THE SPIRITUALISTS, MEDIUMS, AND LEGENDS OF CAMP ETNA

An eye-opening, consistently fascinating, and engrossing profile of the modern spiritualist movement.

A memoirist explores modern spiritualism through its centuries-old legacy and a hallowed summer camp.

Ptacin (Poor Your Soul, 2016) examines Maine’s Camp Etna, a summer colony established in 1876 dedicated to communal gatherings where spiritualists assemble for mental and physical mediumship and to engage in paranormal fellowship.
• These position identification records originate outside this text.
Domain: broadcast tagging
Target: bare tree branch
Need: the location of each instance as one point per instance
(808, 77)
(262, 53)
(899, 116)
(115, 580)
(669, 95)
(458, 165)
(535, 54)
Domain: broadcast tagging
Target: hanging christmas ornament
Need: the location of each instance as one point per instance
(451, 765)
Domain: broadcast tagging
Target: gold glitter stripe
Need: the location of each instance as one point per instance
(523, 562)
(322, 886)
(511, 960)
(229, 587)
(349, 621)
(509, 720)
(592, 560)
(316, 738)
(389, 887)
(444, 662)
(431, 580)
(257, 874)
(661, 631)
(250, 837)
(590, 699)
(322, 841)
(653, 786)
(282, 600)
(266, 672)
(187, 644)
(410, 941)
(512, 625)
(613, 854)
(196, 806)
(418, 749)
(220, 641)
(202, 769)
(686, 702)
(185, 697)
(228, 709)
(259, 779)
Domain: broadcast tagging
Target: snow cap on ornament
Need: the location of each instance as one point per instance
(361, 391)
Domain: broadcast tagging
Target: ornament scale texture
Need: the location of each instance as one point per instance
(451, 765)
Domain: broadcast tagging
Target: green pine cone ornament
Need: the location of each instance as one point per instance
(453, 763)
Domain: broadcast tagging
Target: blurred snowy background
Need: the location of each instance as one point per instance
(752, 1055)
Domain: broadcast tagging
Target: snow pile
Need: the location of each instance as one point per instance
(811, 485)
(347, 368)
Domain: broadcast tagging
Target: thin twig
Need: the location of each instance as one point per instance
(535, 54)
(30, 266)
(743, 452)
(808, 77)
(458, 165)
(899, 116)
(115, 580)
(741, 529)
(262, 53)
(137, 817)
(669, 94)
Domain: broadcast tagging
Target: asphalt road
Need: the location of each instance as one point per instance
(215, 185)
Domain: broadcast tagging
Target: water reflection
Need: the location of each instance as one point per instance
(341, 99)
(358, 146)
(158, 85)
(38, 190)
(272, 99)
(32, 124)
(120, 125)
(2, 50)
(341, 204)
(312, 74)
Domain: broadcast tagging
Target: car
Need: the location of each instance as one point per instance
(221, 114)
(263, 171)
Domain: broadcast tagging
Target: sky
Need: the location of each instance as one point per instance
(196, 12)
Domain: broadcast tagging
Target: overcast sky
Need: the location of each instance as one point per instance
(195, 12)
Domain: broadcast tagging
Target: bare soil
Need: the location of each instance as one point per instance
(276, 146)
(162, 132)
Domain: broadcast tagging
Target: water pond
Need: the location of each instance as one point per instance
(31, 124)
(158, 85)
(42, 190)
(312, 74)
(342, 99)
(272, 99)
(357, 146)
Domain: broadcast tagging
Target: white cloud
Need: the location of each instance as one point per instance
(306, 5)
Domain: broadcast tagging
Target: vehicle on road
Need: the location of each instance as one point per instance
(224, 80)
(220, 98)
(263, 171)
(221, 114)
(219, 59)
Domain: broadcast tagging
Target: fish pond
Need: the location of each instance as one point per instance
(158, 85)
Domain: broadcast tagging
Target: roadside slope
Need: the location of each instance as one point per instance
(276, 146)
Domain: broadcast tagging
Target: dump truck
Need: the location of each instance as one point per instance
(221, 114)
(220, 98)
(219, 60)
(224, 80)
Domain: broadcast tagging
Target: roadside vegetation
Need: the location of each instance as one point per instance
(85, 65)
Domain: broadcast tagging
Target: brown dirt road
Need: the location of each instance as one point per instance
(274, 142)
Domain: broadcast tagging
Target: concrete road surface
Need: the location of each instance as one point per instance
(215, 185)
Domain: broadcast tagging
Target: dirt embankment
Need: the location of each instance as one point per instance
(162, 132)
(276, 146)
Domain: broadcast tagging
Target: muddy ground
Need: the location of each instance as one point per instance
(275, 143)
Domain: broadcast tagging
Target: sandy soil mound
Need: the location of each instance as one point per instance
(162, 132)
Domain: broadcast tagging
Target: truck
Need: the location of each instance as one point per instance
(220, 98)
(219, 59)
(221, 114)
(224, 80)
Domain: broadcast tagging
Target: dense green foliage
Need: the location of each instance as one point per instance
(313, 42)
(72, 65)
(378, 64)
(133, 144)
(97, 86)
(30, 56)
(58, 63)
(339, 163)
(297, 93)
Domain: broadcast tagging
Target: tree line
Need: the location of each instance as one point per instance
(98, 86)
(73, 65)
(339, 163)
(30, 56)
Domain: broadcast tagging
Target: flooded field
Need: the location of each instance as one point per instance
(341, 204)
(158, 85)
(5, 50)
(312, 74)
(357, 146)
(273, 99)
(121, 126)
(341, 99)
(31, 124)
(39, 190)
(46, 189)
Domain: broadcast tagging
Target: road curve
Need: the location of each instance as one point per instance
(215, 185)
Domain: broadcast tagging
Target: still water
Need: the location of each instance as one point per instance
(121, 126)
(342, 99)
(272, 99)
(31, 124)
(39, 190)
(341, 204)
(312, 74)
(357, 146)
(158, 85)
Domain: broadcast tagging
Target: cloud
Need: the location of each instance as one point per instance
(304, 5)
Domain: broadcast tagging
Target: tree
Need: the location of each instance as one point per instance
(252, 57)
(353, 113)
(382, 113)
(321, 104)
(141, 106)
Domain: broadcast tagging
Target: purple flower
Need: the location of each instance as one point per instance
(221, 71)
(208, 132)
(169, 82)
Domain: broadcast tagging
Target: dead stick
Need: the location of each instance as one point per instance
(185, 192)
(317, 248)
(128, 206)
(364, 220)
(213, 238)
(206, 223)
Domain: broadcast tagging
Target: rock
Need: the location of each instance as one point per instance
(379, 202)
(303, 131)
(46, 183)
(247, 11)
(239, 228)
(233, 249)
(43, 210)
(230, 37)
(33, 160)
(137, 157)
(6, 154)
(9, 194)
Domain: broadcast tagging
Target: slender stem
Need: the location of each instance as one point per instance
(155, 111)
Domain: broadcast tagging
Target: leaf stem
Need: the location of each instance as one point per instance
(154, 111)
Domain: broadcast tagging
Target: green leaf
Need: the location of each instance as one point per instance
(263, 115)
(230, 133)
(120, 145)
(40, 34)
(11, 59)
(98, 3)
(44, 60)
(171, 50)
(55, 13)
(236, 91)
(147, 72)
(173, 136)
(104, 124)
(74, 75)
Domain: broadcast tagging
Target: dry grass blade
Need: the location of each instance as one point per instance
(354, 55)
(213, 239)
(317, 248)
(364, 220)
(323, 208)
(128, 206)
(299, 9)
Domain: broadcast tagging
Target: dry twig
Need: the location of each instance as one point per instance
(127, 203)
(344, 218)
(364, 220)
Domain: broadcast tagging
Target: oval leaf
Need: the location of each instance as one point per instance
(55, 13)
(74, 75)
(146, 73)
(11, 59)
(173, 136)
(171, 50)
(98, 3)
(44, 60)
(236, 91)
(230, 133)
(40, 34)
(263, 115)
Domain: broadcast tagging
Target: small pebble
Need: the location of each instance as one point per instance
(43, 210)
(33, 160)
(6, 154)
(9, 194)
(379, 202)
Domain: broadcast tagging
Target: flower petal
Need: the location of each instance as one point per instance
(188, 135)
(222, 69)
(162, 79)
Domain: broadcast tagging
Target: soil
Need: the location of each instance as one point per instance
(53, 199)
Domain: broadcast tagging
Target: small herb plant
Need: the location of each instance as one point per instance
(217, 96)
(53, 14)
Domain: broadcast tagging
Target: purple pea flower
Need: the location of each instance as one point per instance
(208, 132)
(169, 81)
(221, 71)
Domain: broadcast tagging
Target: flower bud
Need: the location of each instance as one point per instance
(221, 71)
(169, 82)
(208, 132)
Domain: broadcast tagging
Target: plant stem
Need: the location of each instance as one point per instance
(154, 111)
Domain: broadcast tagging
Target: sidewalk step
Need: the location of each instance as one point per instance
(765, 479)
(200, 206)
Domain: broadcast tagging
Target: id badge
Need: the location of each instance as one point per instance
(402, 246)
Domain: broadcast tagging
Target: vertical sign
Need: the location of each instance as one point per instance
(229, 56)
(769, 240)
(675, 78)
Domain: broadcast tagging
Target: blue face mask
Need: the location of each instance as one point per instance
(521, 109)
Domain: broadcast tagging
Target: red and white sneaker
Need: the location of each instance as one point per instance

The Maine-based author immersed herself in the community, and her reportage reflects equal amounts of diligent journalism and wide-eyed fascination. As Ptacin writes, spiritualists staunchly believe in the afterlife and that each human embodies the capacity and wields the tools to channel and communicate with a host of otherworldly entities. Her tour of the camp activities, which is both thrilling and unsettling, began with a startling “table tipping” session with a medium. In appropriately affable and accessible prose, the author describes what separates spiritualists from more common American religious traditions: They are “willing to offer and provide scientific evidence to prove what many people may otherwise believe to be a bunch of bullshit.” Running alongside her probing examination of Camp Etna is an astute history of the rise and fall of American spiritualism, which began in 1888 with Kate and Margaret Fox, who exhibited supernatural abilities. During her months at Camp Etna as initially “just a journalist eager to see a ghost,” Ptacin’s neophyte education on spiritualism and her interactions with its practicing population blossomed from spiked curiosity to rapt participation in ghost hunts and dowsing sessions. As the author notes, the spiritualists she met form an extraordinarily convictive community “grasping for meaning in humanity beyond the basic biological facts,” yet the enigmatic profiles—past and present—collectively display a much more dynamic tapestry. Ptacin also brings aspects of faith and individual ability into view, as when she probed the difficulty of uncovering one’s own spirit guide and an Etna spiritualist confidently spoke: “We all can do it.”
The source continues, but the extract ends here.